Benchmarking IndoBERT and Multilingual BERT for Indonesian Financial News Sentiment Classification

Matius Ivan Bimasena; I Kadek Yogi Prayoga; I Gusti Agung Putu Mahendra; Purnama Sidik

doi:10.36378/jtos.v9i1.5583

Matius Ivan Bimasena Institut Teknologi dan Bisnis STIKOM Bali
I Kadek Yogi Prayoga Department of Information Technology, Institut Teknologi dan Bisnis STIKOM Bali, Indonesia
I Gusti Agung Putu Mahendra Department of Informatic Engineering, Politeknik Negeri Bengkalis, Indonesia
Purnama Sidik Department of Information Technology, Institut Teknologi dan Bisnis STIKOM Bali, Indonesia

DOI: https://doi.org/10.36378/jtos.v9i1.5583

Keywords: Financial news;, Classification;, Transformer-based models;, IndoBERT;, Multilingual BERT

Abstract

Financial news sentiment classification was important for understanding market narratives and investor perception, but Indonesian financial news remained challenging because it contained domain-specific terminology, numerical expressions, and imbalanced sentiment categories. This study benchmarked two transformer-based models, IndoBERT and Multilingual BERT, for classifying Indonesian financial news sentiment into negative, neutral, and positive classes. The dataset consisted of economic and financial news articles from Kontan, CNBC, and Bisnis.com during the first quarter of 2026. After preprocessing, 3,366 articles were used, consisting of 3,070 neutral, 184 negative, and 112 positive articles. The dataset was divided into training, validation, and testing sets using stratified splitting. Class weighting was applied to reduce the effect of class imbalance. The results showed that IndoBERT achieved the best overall performance, with 0.94 accuracy and 0.71 macro F1-score, while Multilingual BERT achieved 0.93 accuracy and 0.70 macro F1-score. These findings indicated that IndoBERT was more suitable for Indonesian financial news sentiment classification, although Multilingual BERT remained competitive, especially in detecting positive sentiment.

Downloads

Download data is not yet available.

References

G. Anese, M. Corazza, M. Costola, and L. Pelizzon, “Impact of public news sentiment on stock market index return and volatility,” Computational Management Science, vol. 20, no. 1, p. 20, Dec. 2023, doi: 10.1007/s10287-023-00454-2.
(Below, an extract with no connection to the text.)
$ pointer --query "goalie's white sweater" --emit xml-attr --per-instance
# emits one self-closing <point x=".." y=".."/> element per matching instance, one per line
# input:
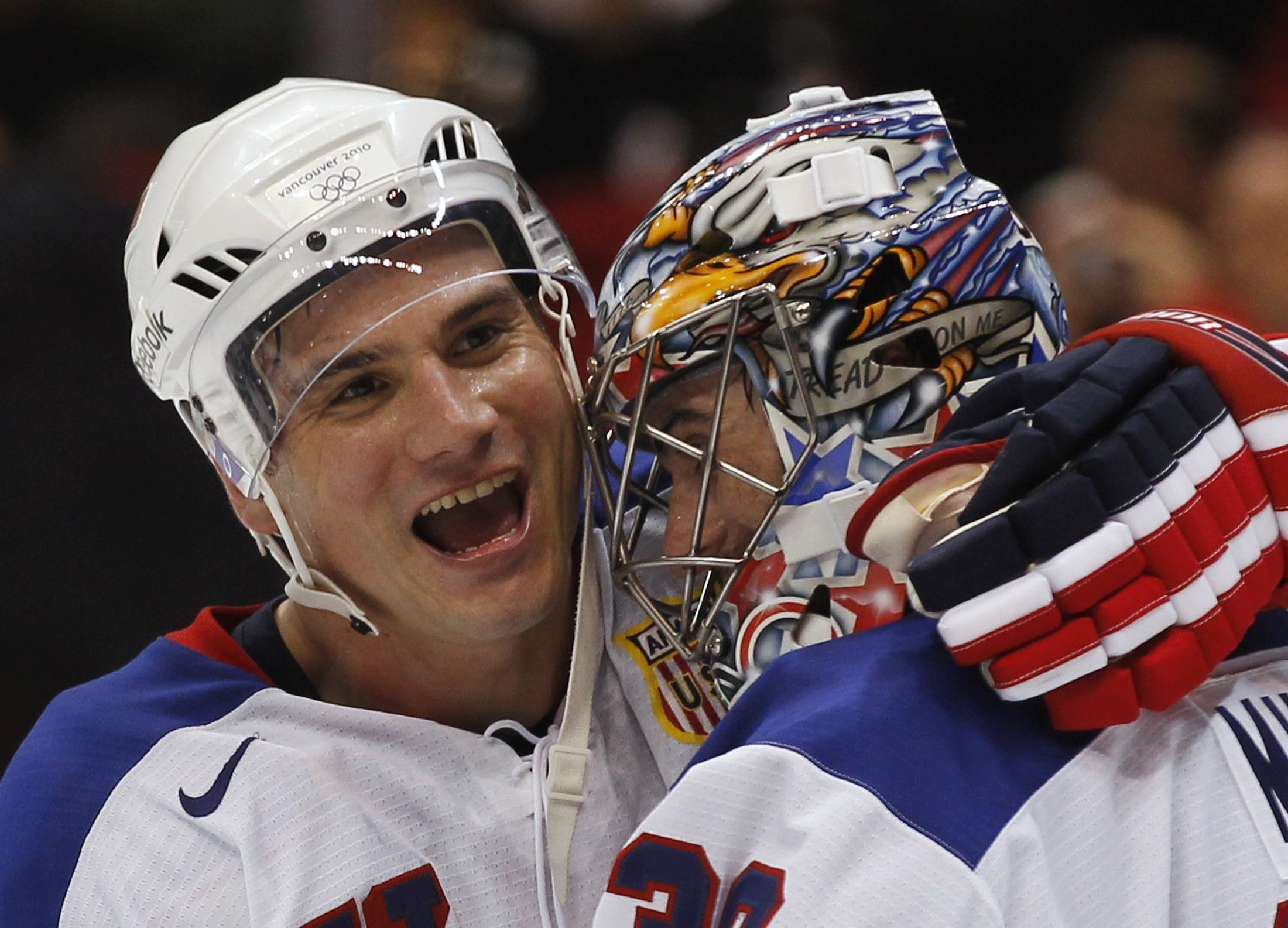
<point x="186" y="792"/>
<point x="871" y="782"/>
M. Bask, L. Forsberg, and A. Östling, “Media sentiment and stock returns,” The Quarterly Review of Economics and Finance, vol. 94, pp. 303–311, Apr. 2024, doi: 10.1016/j.qref.2024.02.008.
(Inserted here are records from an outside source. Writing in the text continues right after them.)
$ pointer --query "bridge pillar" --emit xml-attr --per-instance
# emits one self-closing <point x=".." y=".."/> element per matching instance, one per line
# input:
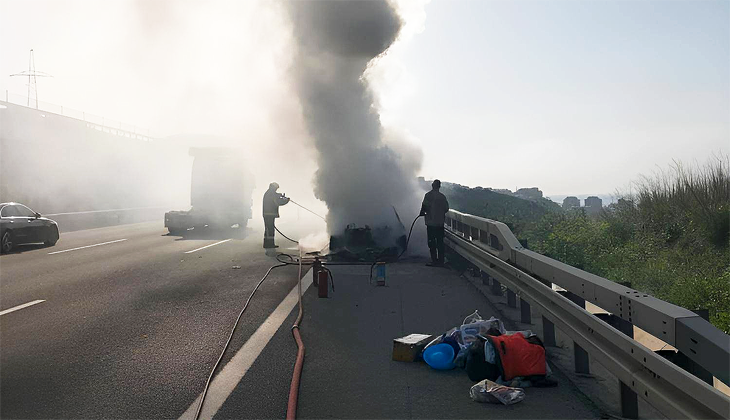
<point x="511" y="299"/>
<point x="548" y="332"/>
<point x="525" y="315"/>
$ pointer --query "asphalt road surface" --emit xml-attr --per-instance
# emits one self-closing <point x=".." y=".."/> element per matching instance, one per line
<point x="131" y="321"/>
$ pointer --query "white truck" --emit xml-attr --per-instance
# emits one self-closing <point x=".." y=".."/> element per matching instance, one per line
<point x="220" y="193"/>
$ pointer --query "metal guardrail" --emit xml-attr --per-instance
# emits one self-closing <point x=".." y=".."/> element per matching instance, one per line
<point x="493" y="248"/>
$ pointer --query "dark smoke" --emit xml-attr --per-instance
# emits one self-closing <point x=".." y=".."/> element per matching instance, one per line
<point x="360" y="178"/>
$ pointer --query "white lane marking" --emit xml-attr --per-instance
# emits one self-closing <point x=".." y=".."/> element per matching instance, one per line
<point x="25" y="305"/>
<point x="208" y="246"/>
<point x="87" y="246"/>
<point x="227" y="379"/>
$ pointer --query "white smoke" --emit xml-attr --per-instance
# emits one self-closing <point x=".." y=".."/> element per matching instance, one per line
<point x="361" y="176"/>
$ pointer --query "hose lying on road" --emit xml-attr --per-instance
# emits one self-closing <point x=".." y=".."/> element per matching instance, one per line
<point x="230" y="336"/>
<point x="291" y="410"/>
<point x="277" y="229"/>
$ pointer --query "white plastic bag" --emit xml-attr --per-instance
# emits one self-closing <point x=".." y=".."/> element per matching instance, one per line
<point x="478" y="326"/>
<point x="491" y="392"/>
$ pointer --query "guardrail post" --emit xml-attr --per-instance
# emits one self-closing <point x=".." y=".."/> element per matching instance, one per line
<point x="629" y="399"/>
<point x="548" y="332"/>
<point x="511" y="299"/>
<point x="525" y="315"/>
<point x="582" y="362"/>
<point x="496" y="287"/>
<point x="485" y="278"/>
<point x="680" y="359"/>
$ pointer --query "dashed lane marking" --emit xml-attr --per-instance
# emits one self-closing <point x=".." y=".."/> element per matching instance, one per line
<point x="25" y="305"/>
<point x="87" y="246"/>
<point x="208" y="246"/>
<point x="227" y="379"/>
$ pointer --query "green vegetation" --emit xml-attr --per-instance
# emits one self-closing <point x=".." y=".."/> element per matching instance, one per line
<point x="670" y="239"/>
<point x="517" y="213"/>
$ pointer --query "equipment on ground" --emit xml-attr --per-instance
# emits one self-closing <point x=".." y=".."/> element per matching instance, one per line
<point x="220" y="193"/>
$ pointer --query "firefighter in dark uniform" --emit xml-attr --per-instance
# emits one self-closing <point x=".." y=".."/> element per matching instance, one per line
<point x="434" y="208"/>
<point x="272" y="201"/>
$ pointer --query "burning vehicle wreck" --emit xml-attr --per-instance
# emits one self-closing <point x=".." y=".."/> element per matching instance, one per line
<point x="368" y="244"/>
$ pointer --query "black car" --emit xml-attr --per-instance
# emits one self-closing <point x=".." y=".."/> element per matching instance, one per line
<point x="21" y="225"/>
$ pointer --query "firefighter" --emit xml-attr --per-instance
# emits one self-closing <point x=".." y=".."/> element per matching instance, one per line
<point x="272" y="201"/>
<point x="434" y="208"/>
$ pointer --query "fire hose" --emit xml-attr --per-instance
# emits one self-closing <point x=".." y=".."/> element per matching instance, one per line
<point x="291" y="409"/>
<point x="230" y="336"/>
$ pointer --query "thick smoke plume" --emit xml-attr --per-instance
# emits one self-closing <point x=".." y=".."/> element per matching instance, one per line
<point x="359" y="176"/>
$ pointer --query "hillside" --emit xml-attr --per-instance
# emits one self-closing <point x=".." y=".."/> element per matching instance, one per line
<point x="519" y="214"/>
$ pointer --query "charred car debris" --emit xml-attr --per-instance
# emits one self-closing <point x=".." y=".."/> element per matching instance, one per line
<point x="368" y="244"/>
L. Yacoubian, “The Predictive Power of Social Media Sentiment on Stock Market Returns,” International Journal For Multidisciplinary Research, vol. 7, no. 3, May 2025, doi: 10.36948/ijfmr.2025.v07i03.46689.

S. D. Sriasih, F. A. Razak, and H. al I. Ikhsan, “AI-Driven Sentiment Analysis of Retail Investor Behavior during Market Volatility: A Study of Twitter Data in Southeast Asia,” Journal of Management and Informatics, vol. 4, no. 1, pp. 741–756, Apr. 2025, doi: 10.51903/jmi.v4i1.179.

K. Du, F. Xing, R. Mao, and E. Cambria, “Financial Sentiment Analysis: Techniques and Applications,” ACM Comput. Surv., vol. 56, no. 9, pp. 1–42, Oct. 2024, doi: 10.1145/3649451.

M. R. Agam, N. Setyawan, C.-C. Sun, H.-K. Su, and J.-W. Hsieh, “Classification of Indonesian Language News Documents Using RNN and Transformers,” in 2025 IEEE International Conference on Consumer Electronics - Taiwan (ICCE-Taiwan), IEEE, Jul. 2025, pp. 407–408. doi: 10.1109/ICCE-Taiwan66881.2025.11207956.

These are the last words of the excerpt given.